Вот и вся информация. У меня нет никаких оснований не доверять вкусу моей умной подруги. И все же в ее словах было что-то обидное. Может быть, не в самих словах, а в тоне. В нажиме, с каким она произнесла это «активно не нравится»… Здесь крылось какое-то превосходство, какая-то не произнесенная вслух фраза, вроде: «Мой Илья никогда бы не смог полюбить такую девушку!»
Подожди, дорогая, еще неизвестно, кого тебе приведет Илья!..
Вечером к нам заезжает Мика. Прямо с какой-то конференции, где он выступал. Видимо, выступал с успехом: он возбужден и, как всегда, хочет есть. Я люблю его кормить, и он это знает.
– Бывают благодарные слушатели, – говорит он, – а я благодарный кушатель!..
Я скармливаю ему Витькину отбивную. Пусть ест колбасу, все равно не явится раньше часа!..
– Могу вас развлечь, – говорит Мика, разрезая отбивную. – Конференция была вполне солидная, заседали три дня, а на компот один тип, некий клевый мэн – я общаюсь с ученой молодежью и успеваю следить за новостями жаргона, – так вот этот клевый мэн, а проще говоря, отличный малый, прочел собравшимся стихи Пушкина… Совершенно новые стихи, написанные Пушкиным две недели тому назад. Заложили в машину его стихотворный алгоритм, и она выдала новый цикл… Чушь несусветная! Но вы знаете, братцы, там были отдельные строчки!.. Пожалуй, Пушкин бы не побрезговал!.. Вот, пожалуйста! «Так осень веселее лета, печальней осени зима!..»

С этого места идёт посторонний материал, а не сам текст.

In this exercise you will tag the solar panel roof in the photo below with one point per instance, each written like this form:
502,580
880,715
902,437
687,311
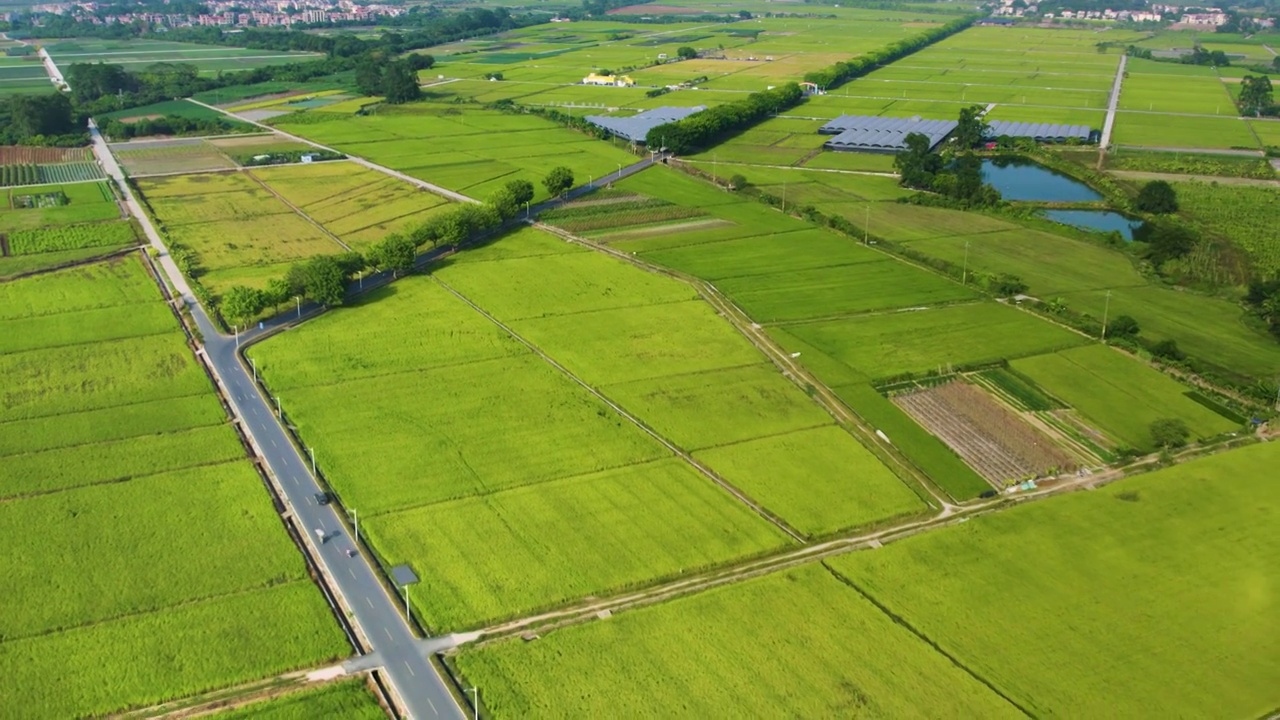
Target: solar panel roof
636,127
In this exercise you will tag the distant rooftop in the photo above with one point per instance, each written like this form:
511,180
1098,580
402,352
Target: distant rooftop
636,127
869,132
1041,132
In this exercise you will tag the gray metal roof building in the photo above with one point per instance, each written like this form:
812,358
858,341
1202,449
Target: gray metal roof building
1041,132
636,127
874,133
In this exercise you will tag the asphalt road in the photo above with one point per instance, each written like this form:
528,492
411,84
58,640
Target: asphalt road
376,614
379,616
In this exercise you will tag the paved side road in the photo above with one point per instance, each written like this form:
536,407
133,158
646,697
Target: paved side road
378,615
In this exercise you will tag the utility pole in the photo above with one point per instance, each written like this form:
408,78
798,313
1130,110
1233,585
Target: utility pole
475,705
1106,310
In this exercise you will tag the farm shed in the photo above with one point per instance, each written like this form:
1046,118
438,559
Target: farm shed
636,127
1040,132
882,135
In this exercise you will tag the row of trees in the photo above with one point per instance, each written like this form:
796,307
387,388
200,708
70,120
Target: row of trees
714,123
394,80
849,69
324,278
168,124
40,119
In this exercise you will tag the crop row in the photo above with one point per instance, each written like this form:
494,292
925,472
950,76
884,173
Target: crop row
71,237
620,219
53,173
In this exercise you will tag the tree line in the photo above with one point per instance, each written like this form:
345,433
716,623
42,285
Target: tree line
845,71
324,278
713,124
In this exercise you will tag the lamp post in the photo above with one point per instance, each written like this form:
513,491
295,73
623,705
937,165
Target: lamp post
475,703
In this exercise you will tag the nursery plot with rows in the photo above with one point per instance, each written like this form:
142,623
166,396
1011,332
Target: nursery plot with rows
122,474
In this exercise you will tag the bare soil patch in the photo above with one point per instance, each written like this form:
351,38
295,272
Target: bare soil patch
990,437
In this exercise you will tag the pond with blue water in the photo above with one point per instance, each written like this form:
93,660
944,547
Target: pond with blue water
1096,220
1029,182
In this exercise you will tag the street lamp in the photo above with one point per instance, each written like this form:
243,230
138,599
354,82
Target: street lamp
475,705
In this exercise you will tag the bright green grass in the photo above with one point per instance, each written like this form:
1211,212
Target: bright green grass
110,423
763,254
100,285
560,285
1101,604
632,343
53,381
798,642
458,431
118,322
890,343
412,324
1050,264
1207,328
512,552
145,545
1169,131
841,290
716,408
118,460
174,654
350,700
827,483
1119,393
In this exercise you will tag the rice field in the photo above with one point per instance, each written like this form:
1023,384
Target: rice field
238,229
800,639
109,428
471,150
1175,563
53,224
136,54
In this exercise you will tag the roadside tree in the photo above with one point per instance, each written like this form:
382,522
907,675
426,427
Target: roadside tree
558,181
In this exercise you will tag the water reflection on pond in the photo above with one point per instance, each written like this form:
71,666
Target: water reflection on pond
1025,181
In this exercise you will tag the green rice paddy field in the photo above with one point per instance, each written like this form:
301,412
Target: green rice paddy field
465,149
42,233
1119,395
342,698
242,228
640,513
1096,604
101,481
138,53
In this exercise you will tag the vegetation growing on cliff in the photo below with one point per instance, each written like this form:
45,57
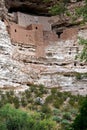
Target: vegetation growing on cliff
50,109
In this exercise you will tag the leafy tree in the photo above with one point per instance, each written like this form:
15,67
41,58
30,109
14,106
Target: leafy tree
80,123
15,119
83,55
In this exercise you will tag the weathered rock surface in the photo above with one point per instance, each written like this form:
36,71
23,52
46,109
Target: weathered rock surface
18,68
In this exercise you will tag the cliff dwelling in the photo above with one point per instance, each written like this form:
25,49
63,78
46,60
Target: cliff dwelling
36,31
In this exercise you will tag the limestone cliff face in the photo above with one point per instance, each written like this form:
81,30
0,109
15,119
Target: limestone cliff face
19,67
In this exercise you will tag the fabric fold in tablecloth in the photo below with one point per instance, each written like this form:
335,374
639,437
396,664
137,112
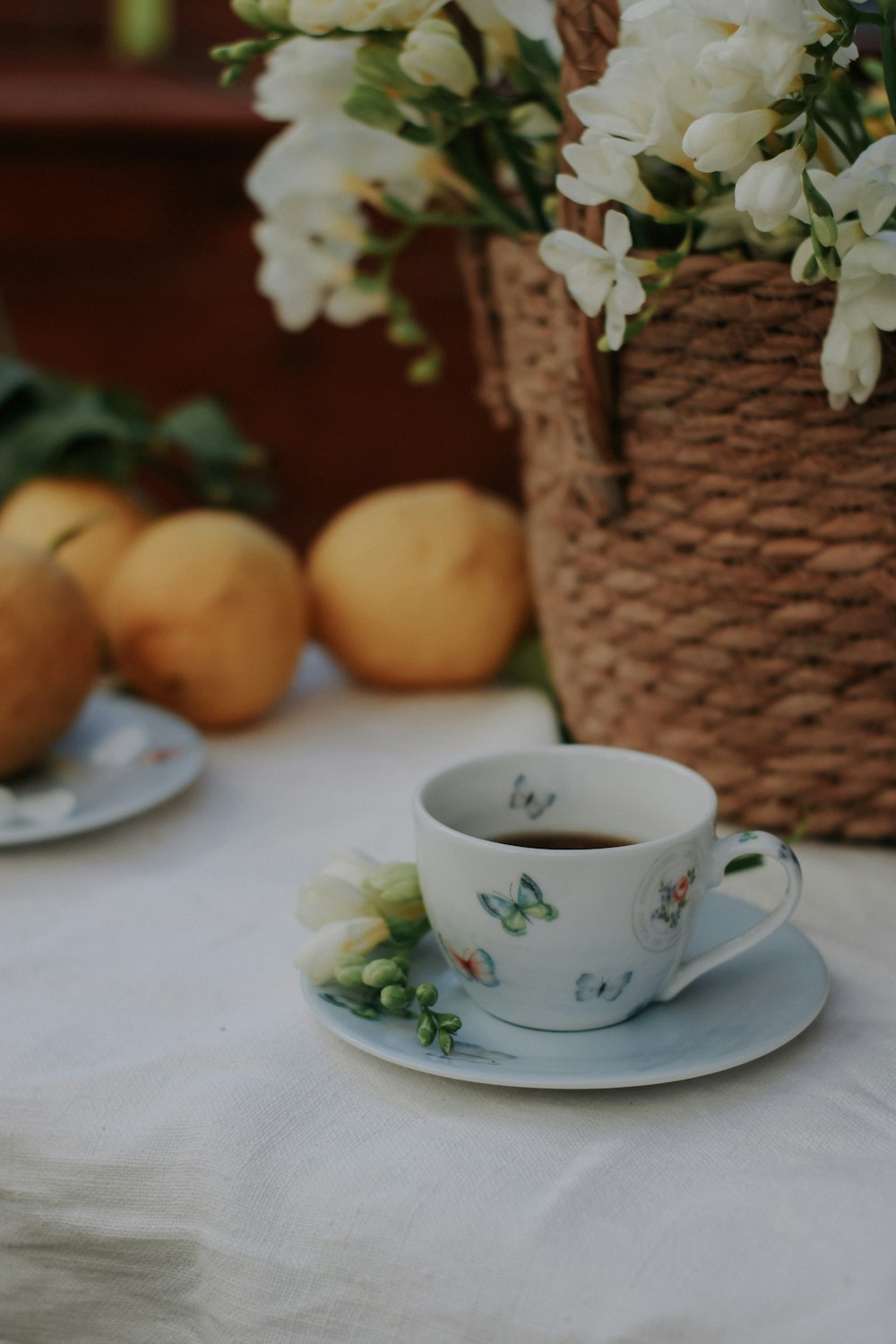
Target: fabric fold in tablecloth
187,1158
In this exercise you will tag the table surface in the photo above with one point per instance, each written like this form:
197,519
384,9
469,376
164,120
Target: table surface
188,1158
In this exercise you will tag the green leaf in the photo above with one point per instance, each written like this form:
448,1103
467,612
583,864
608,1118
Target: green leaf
376,65
373,108
408,932
538,58
207,432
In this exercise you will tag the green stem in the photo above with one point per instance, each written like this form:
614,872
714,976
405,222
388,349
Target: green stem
833,134
432,218
527,182
493,206
888,54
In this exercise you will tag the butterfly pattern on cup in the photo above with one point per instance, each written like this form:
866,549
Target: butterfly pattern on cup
471,964
533,800
673,900
600,986
516,914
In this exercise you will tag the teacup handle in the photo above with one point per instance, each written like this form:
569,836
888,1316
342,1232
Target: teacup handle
723,852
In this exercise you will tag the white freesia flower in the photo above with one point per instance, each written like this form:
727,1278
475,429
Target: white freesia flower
317,957
650,91
306,78
866,187
341,158
605,171
723,140
726,226
336,892
314,179
866,287
359,15
770,191
866,304
433,54
849,362
599,277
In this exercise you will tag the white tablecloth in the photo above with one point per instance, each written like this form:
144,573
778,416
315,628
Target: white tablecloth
187,1158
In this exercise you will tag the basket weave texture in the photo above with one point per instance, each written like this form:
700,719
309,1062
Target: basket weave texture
713,547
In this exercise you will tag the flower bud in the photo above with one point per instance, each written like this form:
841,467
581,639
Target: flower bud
395,997
394,882
276,13
433,54
426,1029
533,121
351,959
382,972
395,890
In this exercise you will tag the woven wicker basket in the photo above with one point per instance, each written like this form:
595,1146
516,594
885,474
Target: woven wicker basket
713,548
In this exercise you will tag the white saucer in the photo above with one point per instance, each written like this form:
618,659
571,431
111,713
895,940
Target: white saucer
737,1012
120,758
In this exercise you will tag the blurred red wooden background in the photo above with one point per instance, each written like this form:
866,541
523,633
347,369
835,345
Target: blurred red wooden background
125,257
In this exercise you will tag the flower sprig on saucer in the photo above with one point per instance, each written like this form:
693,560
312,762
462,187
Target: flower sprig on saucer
367,918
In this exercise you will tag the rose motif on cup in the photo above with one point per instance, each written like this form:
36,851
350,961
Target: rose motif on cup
473,962
664,898
673,898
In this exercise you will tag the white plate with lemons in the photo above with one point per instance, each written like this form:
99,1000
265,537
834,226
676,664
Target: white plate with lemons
120,758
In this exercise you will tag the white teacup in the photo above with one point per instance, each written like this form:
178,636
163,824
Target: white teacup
573,938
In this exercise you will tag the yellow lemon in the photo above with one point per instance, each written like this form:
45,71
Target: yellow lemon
104,519
48,653
207,615
421,585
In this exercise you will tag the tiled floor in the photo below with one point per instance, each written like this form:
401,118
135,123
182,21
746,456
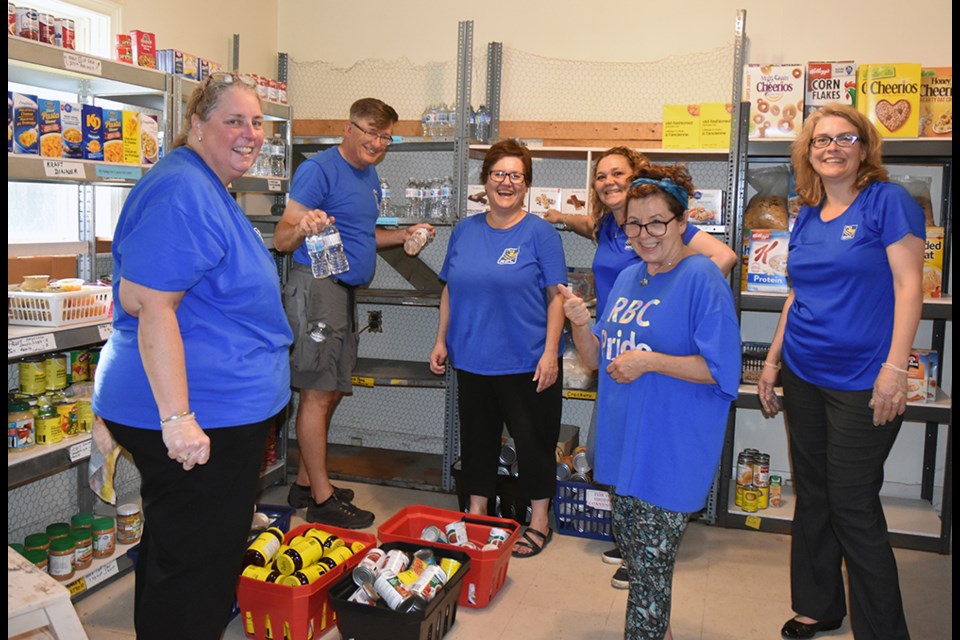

– Пародия! – говорит Борис.
– Пускай пародия! Но не на кого-нибудь, а именно на Пушкина! Это уже удача… Что такое алгоритм? Это система правил. Чтобы запрограммировать писателя, надо знать его алгоритм. Пародия – это и есть модель писателя. Чем лучше писатель, тем его легче узнать!
С Микой всегда интересно.
– А мемуары? – спрашиваю я. – Их тоже можно моделировать?..
– Все, что имеет рецепт, уже не творчество, – говорит он. – У всякого писателя так велика энтропия, то есть неизвестно, что он скажет, в какой форме, – что моделировать по-настоящему их смогут еще не скоро…
…Так осень веселее лета,
Печальней осени зима…
Я повторяю про себя эти строчки, которые мог написать Пушкин. Да, мог! Я почему-то сразу поверила. Эти строчки когда-то его мучили, не давались, как бывает, когда хочешь вспомнить сон и не можешь. И он отступил, отогнал их, стал сочинять другое… А то были стихи о женщине! О женщине красивой, уже не молодой, но чем-то лучше молодых.
Эта женщина ему нравилась…
Я фантазерка, мне только дай повод!.. Даже эту девчонку Витькину я себе представляла совсем другой. И когда я разглядывала ее золотой волос, мое воображение унесло меня в дальние края, в сказки Андерсена, и мне впервые захотелось ее увидеть!.. Я ни разу не вспомнила о парикмахерской, где изготовляют блондинок!..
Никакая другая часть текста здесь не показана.